Modeled after his idol Steve Ells’ successful Chipotle company, Baho­ura’s Pita Way employs a similar con­cept. Guests select the ingredients of their sandwiches or bowls from a variety of fresh meats, cheeses, veg­etables and sauces. Bahoura prides himself on using only fresh ingredi­ents, as with Chipotle, and owns a commissary, which supplies his res­taurants directly.

In mid-October, I had an early lunch and ordered a sandwich called the “Brandon Special,” which includ­ed beef kafta (mixed with a little bit of lamb), hummus and garlic sauce, white pita, lettuce, tourshi (pickled beets), pickles, onions, tomatoes, topped with feta, ranch dressing and HP steak sauce, which, Brandon re­lated accurately, “really gives a nice little zing to it.” To complete my combo, I had a bowl of curry rice stew, a pleasantly spiced soup that is served with almond slivers and gold­en raisins and adds a bit of an Indian accent to the meal. Everything was delicious and fresh as advertised.

Bahoura prides himself on hav­ing a well-trained staff and promot­ing from within. The people I met in Livonia proved to be well-informed and enthusiastic.

In addition to the Brandon Special, Pita Way offers a Quesopita, modeled after a quesadilla, but with Middle Eastern ingredients. He said his fa­vorite version features a sprinkle of $60-per-pound ghost pepper powder.

Despite the creatively engineered sandwiches and innovative Quesopi­tas, Bahoura said the bestselling item he’s got is a rice bowl in which guests choose ingredients to layer over a bed of rice.

With four restaurants and the commissary operating at the begin­ning of 2018 and the ninth restau­rant set to open, Pita Way has grown quickly. Bahoura sees no end in sight. “The sky’s the limit, as long as I’ve got good people behind me and God is watching over me, I’m going to take this as far as I can take it,” he said.

Bahoura has a core of long-time “Pita Wayers,” who help get each new restaurant into ship shape.

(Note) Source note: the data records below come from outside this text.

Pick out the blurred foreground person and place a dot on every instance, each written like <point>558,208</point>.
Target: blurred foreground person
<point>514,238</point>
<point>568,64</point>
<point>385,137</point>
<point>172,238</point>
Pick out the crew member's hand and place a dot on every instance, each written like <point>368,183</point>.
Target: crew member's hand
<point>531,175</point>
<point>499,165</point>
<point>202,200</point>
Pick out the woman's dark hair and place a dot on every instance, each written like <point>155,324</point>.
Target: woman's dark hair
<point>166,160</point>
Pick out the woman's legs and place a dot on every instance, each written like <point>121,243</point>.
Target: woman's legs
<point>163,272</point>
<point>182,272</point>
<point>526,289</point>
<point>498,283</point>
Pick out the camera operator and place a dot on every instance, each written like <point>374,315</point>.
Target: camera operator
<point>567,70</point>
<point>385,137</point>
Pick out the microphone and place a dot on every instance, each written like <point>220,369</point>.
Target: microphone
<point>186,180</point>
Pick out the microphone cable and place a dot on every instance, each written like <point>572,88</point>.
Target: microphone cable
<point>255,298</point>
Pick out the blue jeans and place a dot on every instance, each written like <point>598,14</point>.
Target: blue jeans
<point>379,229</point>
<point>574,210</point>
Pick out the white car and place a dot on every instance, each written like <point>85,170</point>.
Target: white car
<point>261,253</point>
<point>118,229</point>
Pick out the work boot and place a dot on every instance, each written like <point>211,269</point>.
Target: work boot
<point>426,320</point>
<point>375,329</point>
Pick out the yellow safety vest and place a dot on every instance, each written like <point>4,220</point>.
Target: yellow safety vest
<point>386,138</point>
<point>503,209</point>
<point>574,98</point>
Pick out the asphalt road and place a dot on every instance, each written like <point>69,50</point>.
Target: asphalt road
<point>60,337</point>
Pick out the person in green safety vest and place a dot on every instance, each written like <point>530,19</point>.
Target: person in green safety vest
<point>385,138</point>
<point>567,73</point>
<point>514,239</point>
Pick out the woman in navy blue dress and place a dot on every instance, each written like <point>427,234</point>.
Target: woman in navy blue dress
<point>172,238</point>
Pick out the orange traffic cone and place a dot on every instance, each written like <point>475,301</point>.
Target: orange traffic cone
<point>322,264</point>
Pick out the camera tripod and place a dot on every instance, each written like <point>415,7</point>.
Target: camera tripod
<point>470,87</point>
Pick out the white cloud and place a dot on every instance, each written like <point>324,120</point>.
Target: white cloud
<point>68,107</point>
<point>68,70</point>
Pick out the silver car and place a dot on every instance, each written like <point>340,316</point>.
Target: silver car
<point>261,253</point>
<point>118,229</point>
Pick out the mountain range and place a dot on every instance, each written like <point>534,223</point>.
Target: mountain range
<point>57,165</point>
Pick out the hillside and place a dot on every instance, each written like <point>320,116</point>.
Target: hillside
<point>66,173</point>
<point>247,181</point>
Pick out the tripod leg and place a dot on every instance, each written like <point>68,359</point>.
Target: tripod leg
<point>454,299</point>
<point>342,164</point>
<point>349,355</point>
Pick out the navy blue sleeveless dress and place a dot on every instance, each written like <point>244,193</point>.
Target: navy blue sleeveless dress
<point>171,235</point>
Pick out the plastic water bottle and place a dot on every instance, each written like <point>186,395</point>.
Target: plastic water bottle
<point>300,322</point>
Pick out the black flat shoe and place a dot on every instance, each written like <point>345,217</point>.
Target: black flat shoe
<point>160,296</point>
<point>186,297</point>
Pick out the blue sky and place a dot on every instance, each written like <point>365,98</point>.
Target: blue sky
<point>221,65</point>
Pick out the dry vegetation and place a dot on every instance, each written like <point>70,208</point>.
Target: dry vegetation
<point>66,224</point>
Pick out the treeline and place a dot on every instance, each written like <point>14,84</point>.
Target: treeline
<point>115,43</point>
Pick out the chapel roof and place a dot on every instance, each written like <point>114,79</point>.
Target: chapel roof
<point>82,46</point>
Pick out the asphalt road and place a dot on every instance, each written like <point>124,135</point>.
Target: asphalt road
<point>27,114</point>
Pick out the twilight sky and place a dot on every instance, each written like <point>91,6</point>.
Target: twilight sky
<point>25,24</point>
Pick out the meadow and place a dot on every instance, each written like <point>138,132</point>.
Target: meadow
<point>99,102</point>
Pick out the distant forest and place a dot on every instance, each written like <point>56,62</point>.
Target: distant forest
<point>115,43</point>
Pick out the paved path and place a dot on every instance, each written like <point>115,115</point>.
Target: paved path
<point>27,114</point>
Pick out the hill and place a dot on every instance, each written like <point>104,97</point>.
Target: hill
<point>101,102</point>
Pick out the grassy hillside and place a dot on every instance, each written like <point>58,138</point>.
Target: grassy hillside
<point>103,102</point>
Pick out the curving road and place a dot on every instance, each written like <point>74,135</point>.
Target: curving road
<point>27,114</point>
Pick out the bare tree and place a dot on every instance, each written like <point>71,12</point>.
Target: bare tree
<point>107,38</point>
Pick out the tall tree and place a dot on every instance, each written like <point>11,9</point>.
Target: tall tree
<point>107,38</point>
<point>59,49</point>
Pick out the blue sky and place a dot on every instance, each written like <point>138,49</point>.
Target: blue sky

He spends most of his time managing the people who manage his restau­rants, meeting monthly with all of the restaurant general managers.

Bahoura hopes that Pita Way can achieve the level of success that the 1,000-plus location Chipotle has. But Bahoura breaks from his idol Ells in that it’s likely he will franchise the restaurants after he opens his ninth corporate owned location at the end of this year. “I think franchising is a good move for me because I think people who are invested in the store are going to care more about its suc­cess,” he said.

Pita Way is huge on catering. Bahoura said his restaurants will ca­ter from around the corner to hours away (with additional charges for travel) and can offer family platters for $25 and feasts for eight to 10 peo­ple for around $60.

For now, Bahoura intends to re­main faithful to his fast-casual for­mat, but he hasn’t ruled out table services restaurants with bars and lounges. He just won’t sacrifice his growing Pita Way venture to do it. Chipotle has 1,000 stores, but they’ve been at it since 1992. Ba­houra and Pita Way are will on their way after opening a second store in 2016 and ramping up to nine res­taurants in eight years and five new locations in 2018.